"Saya waktu itu ke kost Ayu, saya lihat-lihat laptopnya lalu saya temukan ada banyak histori pencarian tempat buat aborsi sama obat peluntur janin di laptopnya itu," ujar Sugiyanto kepada wartawan di Mapolda Metro Jaya, Jakarta, Senin (12/5/2014).
Tidak hanya itu, Sugiyanto juga pernah mencurigai putrinya itu hamil dari perubahan fisik Ayu. Menurut Sugiyanto, berat badan Ayu bertambah 5 kilogram selama satu bulan.
"Saya pernah tanya sama Ayu, 'Yu, kok badan kamu gemuk'. Lalu anak saya bilang 'Ya pertumbuhan saja pak'," cetusnya.
Setelah mengetahui Ayu berpacaran dengan Fimansyah alias Aan, Sugiyanto juga 'mengabsen' jadwal menstruasi putrinya itu. Hingga sekitar Maret 2014 lalu, Sugiyanto mendapati keanehan pada diri Ayu yang tidak biasanya.
"Biasanya dia suka minta dibelikan pembalut, tetapi satu bulan itu tidak. Kemudian saya pernah tanya kenapa tidak solat, dia jawab lagi 'dapet'. Tetapi saya lihat di tempat sampah tidak ada bekas pembalut," ujarnya.
Semakin khawatir, Sugiyanto pun pernah memijat Ayu ketika Ayu merasa tidak enak badan.
"Saya pegang perutnya kok besar. Dia bilang pertumbuhan berat badannya saja," tuturnya.

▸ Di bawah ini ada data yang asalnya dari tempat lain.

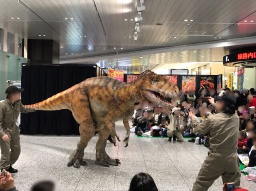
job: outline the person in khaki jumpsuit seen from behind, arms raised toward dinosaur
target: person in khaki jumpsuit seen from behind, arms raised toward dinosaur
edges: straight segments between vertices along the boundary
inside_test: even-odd
[[[235,187],[240,185],[240,166],[237,158],[237,141],[239,131],[239,118],[235,114],[236,100],[234,97],[222,96],[214,103],[209,98],[211,105],[218,112],[209,116],[200,123],[192,112],[193,131],[205,134],[210,133],[210,151],[204,160],[192,191],[206,191],[213,182],[222,177],[223,183],[234,182]]]

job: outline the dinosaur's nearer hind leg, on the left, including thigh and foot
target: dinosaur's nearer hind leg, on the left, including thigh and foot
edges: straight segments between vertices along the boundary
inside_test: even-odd
[[[74,95],[76,96],[72,99],[71,107],[74,118],[80,124],[80,141],[77,144],[77,148],[70,154],[67,165],[68,167],[73,165],[78,168],[80,165],[86,165],[85,160],[83,160],[84,149],[93,137],[95,127],[93,126],[88,98],[80,91],[76,91]]]

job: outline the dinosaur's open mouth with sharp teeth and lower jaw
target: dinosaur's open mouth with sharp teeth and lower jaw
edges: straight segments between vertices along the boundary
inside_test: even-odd
[[[145,99],[150,101],[151,103],[158,103],[162,106],[171,106],[171,102],[167,101],[167,96],[164,96],[163,94],[160,94],[159,92],[154,92],[151,90],[142,90],[141,94]],[[170,98],[170,97],[169,97]]]

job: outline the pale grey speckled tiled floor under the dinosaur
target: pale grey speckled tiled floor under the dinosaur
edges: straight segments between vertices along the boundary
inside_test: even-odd
[[[116,125],[123,139],[124,127]],[[67,167],[70,152],[76,147],[78,136],[21,136],[22,152],[14,167],[19,191],[28,191],[35,180],[54,177],[65,191],[127,191],[130,180],[139,172],[149,173],[160,191],[189,191],[198,174],[208,149],[193,143],[170,143],[167,138],[137,138],[133,133],[129,146],[120,142],[117,147],[107,144],[106,151],[112,158],[119,158],[121,165],[103,167],[95,164],[94,136],[85,149],[88,165],[76,169]],[[241,186],[256,190],[256,183],[241,176]],[[221,178],[211,191],[221,191]]]

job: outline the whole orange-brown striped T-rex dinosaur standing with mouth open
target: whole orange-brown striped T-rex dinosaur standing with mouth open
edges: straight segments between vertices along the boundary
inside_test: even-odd
[[[122,119],[127,130],[124,142],[128,145],[130,127],[128,119],[134,113],[134,103],[148,100],[159,105],[171,105],[165,97],[178,93],[176,84],[163,75],[145,71],[132,83],[120,82],[109,77],[93,77],[72,86],[44,101],[27,105],[39,106],[39,110],[69,109],[80,124],[80,141],[72,154],[68,166],[86,165],[84,149],[98,130],[96,143],[96,164],[118,165],[119,159],[112,159],[105,151],[109,134],[119,140],[115,132],[115,122]]]

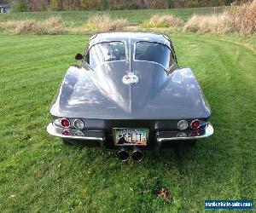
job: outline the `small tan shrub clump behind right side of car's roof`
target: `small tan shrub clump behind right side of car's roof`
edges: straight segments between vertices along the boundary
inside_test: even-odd
[[[143,27],[177,27],[181,26],[183,21],[172,14],[154,14],[148,22],[143,23]]]

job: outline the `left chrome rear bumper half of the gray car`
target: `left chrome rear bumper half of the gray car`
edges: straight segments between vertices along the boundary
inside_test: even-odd
[[[62,135],[61,131],[63,129],[56,127],[54,124],[49,123],[47,126],[47,132],[49,135],[53,135],[56,137],[61,137],[63,139],[69,139],[69,140],[82,140],[82,141],[104,141],[104,133],[103,131],[86,131],[86,134],[84,136],[77,136],[77,135]]]

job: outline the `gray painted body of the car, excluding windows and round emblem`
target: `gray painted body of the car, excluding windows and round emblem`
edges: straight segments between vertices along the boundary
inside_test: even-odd
[[[137,41],[170,42],[161,34],[102,33],[90,46],[103,41],[125,41],[130,57],[109,61],[95,70],[71,66],[56,95],[50,113],[56,117],[98,119],[181,119],[209,118],[211,111],[193,72],[173,72],[157,63],[133,60]],[[125,84],[122,78],[134,72],[138,83]]]

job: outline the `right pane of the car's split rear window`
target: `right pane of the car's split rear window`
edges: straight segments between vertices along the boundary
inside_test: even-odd
[[[137,42],[135,60],[154,61],[166,69],[173,63],[171,49],[164,44],[153,42]]]

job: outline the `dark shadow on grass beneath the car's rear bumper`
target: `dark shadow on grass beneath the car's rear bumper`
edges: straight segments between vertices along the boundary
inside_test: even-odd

Kecurigaan Sugiyanto semakin menjadi, ketika mengetahui keberadaan putrinya ternyata ada di Bangka Belitung. "Saya pikir jangan-jangan dia hamil, mungkin dia mau meminta pertanggung jawaban sama pacarnya," lanjutnya.
Sugiyanto pernah mencoba menghubungi nomor telepon selular Firmansyah alias Aan. Namun Aan tidak membalas pesan singkat Sugiyanto, bahkan mengelak bahwa dirinya adalah Aan.
"Aan pernah SMS dia bilang 'bapak ini ada apa telpon-telpon, SMS, saya ini bukan Aan'. Padahal itu nomornya Aan," teranganya.
Sugiyanto mendapat nomor Aan ketika dipertemukan oleh Ayu. Bahkan, dari hasil penyelidikan polisi, keberadaan Ayu terlacak di Bangka Belitung. Aan sendiri adalah warga Bangka Belitung.